Univariate analysis was used to identify factors potentially prognostic for developing a PAL. Factors were then selected for inclusion in forward stepwise multivariate regression analysis until the predictive ability (or discriminant function) was optimized with a minimum set of covariates. Model coefficients were rounded to the nearest unit to develop a weighted scoring system. An air leak score was then calculated for each patient in the validation set. The approach was cross-validated in 100 replications of a training set consisting of two-thirds of the cohort that was randomly selected and a validation set of remaining patients. A receiver operating characteristic curve was created to identify the score threshold providing the best ability to risk-stratify patients for PAL. These analyses were performed using the entire cohort and repeated in the subset of patients who underwent lobectomy. Pearson and Spearman correlations were run to assess collinearity between variables.

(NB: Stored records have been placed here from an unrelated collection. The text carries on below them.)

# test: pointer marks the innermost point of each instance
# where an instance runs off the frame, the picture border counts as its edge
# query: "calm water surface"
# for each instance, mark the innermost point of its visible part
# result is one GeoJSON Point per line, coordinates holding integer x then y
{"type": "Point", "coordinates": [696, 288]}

Statistical calculations were performed using R 3.5 statistical software (The R Foundation for Statistical Computing, Vienna, Austria).

Results

During the study period, 52,198 patients (46% male) from the STS GTSD met inclusion criteria, with an overall rate of PAL of 10.4% (n = 5453). The PAL rate did not vary by year. The cohort was a median age of 68 years (Supplemental Table 1). Most patients were previous smokers and had a Zubrod score of 0 or 1. Lobectomy was performed in 76% of patients, with the right upper lobe being the most common location of resection (35%). Video-assisted thoracoscopy (VATS) was used in 65% of cases, and multiple concurrent ipsilateral resections were performed in 10%. The rate of PAL by clinical characteristic is provided in Supplemental Table 2.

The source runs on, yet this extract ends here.